Saturday, September 10, 2011

Communicating after EMP.

So I am editing my second completed book. I am over 20k words in and well on track to finish on time as planned. I have a new thread to add in after my first read through that will help push my word count over the 70k mark like I want. I am very pleased with that.

On to my other creation. North has helped me get my basic Apocalypse event figured out. My series is going to take place about 25 years after the event I think. So civilization is trying to rebuild but it isn't great. The event is man-made and natural. Basically a large scale EMP prevents the world from stopping an asteroid. The event also has the effect of boosting the paranormal/magic on the planet. I am kind of combining multiple genres here, hehehe. Soooooo anyway here is where I need thinking. The event destroys all things electrical and the asteroid hits in the pacific taking out a large chunk of the west coast. We are now 25 years later. Obviously things are rebuilding but when you wipe technology out pretty much back to the stone age and take a giant chunk of population with it building back is slow as molasses. So I am having my main character be a cop. Federal though I am not sure yet how that will look. I am thinking the entire continent may become one country.  Obviously basic power was the priority so cell communication is still going to be down. I want communication ideas. Maybe not a way to go nation wide though, more of a relay type system. Not sure really. My girl is going to need to be able to get info from all over but not very easily. Travel is also going to be slower than normal. Which is part of why her job is going to suck.

So ideas? Thoughts?


  1. Teletype... simple, yet complicated enough to be a challenge...
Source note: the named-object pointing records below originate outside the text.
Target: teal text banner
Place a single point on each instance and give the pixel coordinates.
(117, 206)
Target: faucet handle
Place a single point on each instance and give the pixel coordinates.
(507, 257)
  2. Vacuum tube radios are mostly not susceptible to EMP. Also, in the very early days of the ham radio hobby they used spark transmitters and very, very simple receivers with 1 or 2 tubes. Stuff like that would likely survive an EMP. Their effective range was a few miles to tens of miles, although depending on atmospheric conditions occasionally hams could make brief contacts across the continent or across the ocean using Morse Code. Spark transmitters only exist in museums these days, but they could be improvised by people who know what they're doing.

    In the early 1900s the American Radio Relay League ( formed to organize hams into a network that could relay messages from station to station across the country. Today they are active in providing communication assistance for emergency relief agencies during disasters. Many of their members (like me) would be able to cobble together some simple radio gear in that situation.

    Old NFO is right about teletypes. They use electric motors and magnets but are mechanical and not susceptible to EMP. They could operate between any two points where you could find or run a pair of wires and a supply of electricity. Telegraphs work in the same way, but are easier for someone to build in a garage with common tools and supplies. Telegraphs are slower and require an operator trained in Morse Code.

  3. And don't lock yourself into technology, either. Most likely there would be a lot of old pony express type stuff going on. It might not be a bad idea to do research on how primitive villages and small towns in developing and third-world countries communicate right now. That's most likely what it might be like. Nothing like being able to actually see the details of what you're trying to create if at all possible.

  4. Telegraph is fairly easy to build and not very sophisticated so that might be an option.

    In desert or clear air mountain regions heliography worked for the U.S. Army in the late 19th century.

  5. While they’re all great ideas don’t forget the simple stuff. In many far corners of the world news still get around by messengers, on foot or bicycle.

  6. You guys are awesome! Thanks. These are all awesome ideas for me to look at and honestly I had only thought of ham or telagraph myself.

  7. Dave's point is a good one, maybe start with telegraph, moving up to teletype, and 'some' ham rigs that survived for long range comms.

  8. Random thoughts,

    • Find some of the old "Ashes" books from William Johnstone. His main character is a guy named Ben Raines and the books' premise is just about what you're going after.

    • Having your hero be a cop will be difficult. Making him a "national" cop will make him the villain in the eyes and minds of your readers. (Never forget your target audience.)

    • In a state of rebuilding, you'll need "common" communications and you'll need secure communications. When a society or organization rebuilds, there is always a power struggle which means sensitive communications need to be sent via trusted, secure methods.

    Good luck.


  9. AOA- Thanks for the book recommendations I will look them up. The survival/rebuild aspect isn't the focus. The storyline focus is the crime and the magic/paranormal aspect. My target audience is mainstream paranormal crime readers. The post apocalypse world is the backdrop so I want to build it true which is why I asked for advice but I plan to go for the crime. For example the first book is basically my heroine investigating a missing girl only to discover it is much bigger and is actually a white slavery type case. So I am going to be taking liberties with some things. While we all know the majority of survivors of this type of event would be those most prepared and those with darn good ingenuity the world at large doesn't want to hear that. I write to entertain not educate. I want my reader to see a world and think but I mostly want them to curl up on a stormy day and escape the world. You are very right about multiple layers of communication. That is an aspect I hadn't thought of. Thank you.